Entering law practice, Brinyark specialized in business, estate and divorce law. Brinyark served as a municipal judge in Brent and Woodstock before becoming the municipal judge of Centreville in 2005. Brinyark also served as a judge for the city of Tuscaloosa, where he presided over cases such as a solicitation charge against Tuscaloosa city councilor James Cunningham, of which Cunningham was found guilty.

In 2014, Brinyark founded the law firm Brinyark & Frederick, which focuses on divorce law, in Northport. Brinyark also chaired the Board of Tuscaloosa Shoot Sports Inc. and was the baseball president of Northside Park in Tuscaloosa.

==Alabama House of Representatives==
Following the resignation of Kyle South in 2023, the seat for the Alabama House of Representatives's 16th district became open, and a special election was held. A first-time candidate for the Republican Party, Brinyark qualified to run for the seat in July 2023. Brinyark's main opponent was Fayette County commissioner Brad Cox, against whom he advanced to a runoff election in the Republican primary.

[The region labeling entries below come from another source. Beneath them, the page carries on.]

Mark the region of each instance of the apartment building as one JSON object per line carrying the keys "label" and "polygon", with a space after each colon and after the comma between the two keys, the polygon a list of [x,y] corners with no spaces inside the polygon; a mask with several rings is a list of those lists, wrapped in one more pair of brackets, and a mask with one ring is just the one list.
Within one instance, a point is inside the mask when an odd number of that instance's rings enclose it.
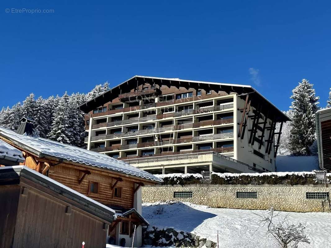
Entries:
{"label": "apartment building", "polygon": [[289,120],[250,86],[140,76],[79,107],[88,149],[154,174],[274,171]]}

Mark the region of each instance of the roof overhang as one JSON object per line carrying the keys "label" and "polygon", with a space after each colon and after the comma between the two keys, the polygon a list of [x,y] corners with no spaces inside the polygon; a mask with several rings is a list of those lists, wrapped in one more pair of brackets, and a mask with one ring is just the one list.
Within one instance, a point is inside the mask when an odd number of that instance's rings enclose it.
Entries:
{"label": "roof overhang", "polygon": [[123,86],[131,84],[136,85],[137,82],[139,80],[143,80],[146,83],[153,83],[156,85],[166,84],[169,85],[176,85],[178,87],[188,87],[188,88],[191,84],[197,84],[198,87],[202,88],[204,88],[216,91],[224,91],[228,94],[233,92],[242,97],[244,97],[247,95],[249,95],[256,99],[256,102],[258,102],[259,101],[261,101],[265,103],[269,108],[273,109],[275,115],[277,116],[276,121],[286,122],[291,120],[286,115],[250,85],[138,75],[132,77],[93,99],[84,103],[79,106],[78,107],[82,111],[87,113],[96,107],[103,105],[106,102],[105,101],[108,101],[105,99],[110,99],[111,98],[109,97],[112,94],[118,95],[120,94],[121,87],[122,88]]}

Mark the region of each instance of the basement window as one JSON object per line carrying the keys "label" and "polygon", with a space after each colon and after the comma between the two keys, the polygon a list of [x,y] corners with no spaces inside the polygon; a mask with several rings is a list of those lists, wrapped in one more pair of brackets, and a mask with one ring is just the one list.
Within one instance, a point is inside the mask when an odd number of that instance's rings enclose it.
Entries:
{"label": "basement window", "polygon": [[307,199],[328,199],[329,192],[307,192],[306,198]]}
{"label": "basement window", "polygon": [[122,188],[117,187],[114,188],[114,196],[115,197],[122,197]]}
{"label": "basement window", "polygon": [[98,193],[99,184],[95,182],[91,182],[90,183],[90,192]]}
{"label": "basement window", "polygon": [[257,198],[257,192],[237,192],[237,198]]}
{"label": "basement window", "polygon": [[173,192],[174,198],[192,198],[193,192],[192,191],[179,191]]}
{"label": "basement window", "polygon": [[259,156],[261,158],[263,158],[263,159],[264,159],[264,155],[261,153],[261,152],[259,152],[259,151],[257,151],[256,150],[254,150],[253,153],[257,156]]}
{"label": "basement window", "polygon": [[121,234],[129,235],[129,222],[122,221],[121,223]]}

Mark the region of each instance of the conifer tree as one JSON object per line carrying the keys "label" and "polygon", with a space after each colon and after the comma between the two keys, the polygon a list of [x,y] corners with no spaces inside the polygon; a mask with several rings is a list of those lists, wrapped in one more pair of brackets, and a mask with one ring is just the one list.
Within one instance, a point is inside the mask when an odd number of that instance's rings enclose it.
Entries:
{"label": "conifer tree", "polygon": [[296,156],[309,155],[310,146],[315,139],[315,114],[318,109],[313,85],[303,79],[292,91],[291,98],[294,101],[290,108],[293,110],[293,122],[290,135],[289,148]]}
{"label": "conifer tree", "polygon": [[49,138],[65,144],[70,144],[72,135],[69,119],[68,103],[69,97],[67,92],[61,98],[54,113]]}
{"label": "conifer tree", "polygon": [[329,92],[329,99],[326,101],[326,107],[331,107],[331,88],[330,88],[330,91]]}

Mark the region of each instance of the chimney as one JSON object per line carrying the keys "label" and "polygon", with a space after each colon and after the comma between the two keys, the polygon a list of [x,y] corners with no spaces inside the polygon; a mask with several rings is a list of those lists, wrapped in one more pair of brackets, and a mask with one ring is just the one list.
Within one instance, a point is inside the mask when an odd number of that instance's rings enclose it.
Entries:
{"label": "chimney", "polygon": [[16,131],[16,133],[22,135],[26,134],[29,136],[33,136],[34,133],[33,124],[35,122],[29,118],[26,115],[22,117],[20,120],[21,124]]}

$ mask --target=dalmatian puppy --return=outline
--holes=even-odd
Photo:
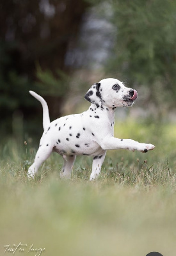
[[[107,150],[129,149],[147,152],[155,148],[152,144],[114,137],[116,108],[130,107],[138,97],[135,90],[125,87],[116,79],[104,79],[93,84],[84,96],[91,103],[88,110],[61,117],[52,122],[45,100],[34,92],[29,93],[42,105],[44,131],[34,163],[29,168],[29,177],[34,177],[40,166],[52,151],[63,156],[64,164],[60,175],[66,178],[71,176],[76,156],[92,156],[92,180],[100,172]]]

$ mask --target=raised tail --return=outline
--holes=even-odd
[[[36,98],[42,104],[43,107],[43,127],[44,130],[48,128],[50,124],[50,118],[49,115],[49,109],[47,104],[42,97],[38,95],[33,91],[29,91],[29,93],[31,94],[35,98]]]

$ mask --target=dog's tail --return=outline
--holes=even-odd
[[[49,115],[49,109],[47,104],[42,97],[38,95],[38,94],[36,93],[33,91],[29,91],[29,93],[33,95],[35,98],[36,98],[42,104],[43,107],[43,127],[44,129],[46,129],[48,128],[50,124],[50,118]]]

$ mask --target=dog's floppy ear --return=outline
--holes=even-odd
[[[91,103],[93,103],[98,106],[102,106],[102,97],[100,93],[100,83],[96,83],[90,87],[88,92],[85,94],[84,99]]]

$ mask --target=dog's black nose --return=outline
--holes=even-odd
[[[129,95],[131,96],[131,97],[132,97],[133,95],[134,95],[134,90],[129,90]]]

Brinyark received the endorsement of the Business Council of Alabama, while Cox had been endorsed by the Alabama Education Association. Cox won the first round of voting in September 2023 by 15 votes, but Brinyark defeated Cox with 52% of the runoff vote in October 2023.

Brinyark advanced to the general election in January 2024 against Democratic nominee John Underwood, another member of the Fayette County commission. Prior to the general election, Brinyark also received the endorsement of the Alabama Farmers Federation. Brinyark won the special election in a landslide with 83% of the vote to Underwood's 17%.

Following his election, Brinyark said his priorities would include the expansion of Highway 43, among other infrastructure projects. Brinyark is also an advocate of school choice, and said he would support programs such as school vouchers.

==Personal life==
Brinyark resides in Windham Springs, Alabama, where he has run a small farm since the 2000s, and is the father of five adult children. He attends the Northport Church of Christ.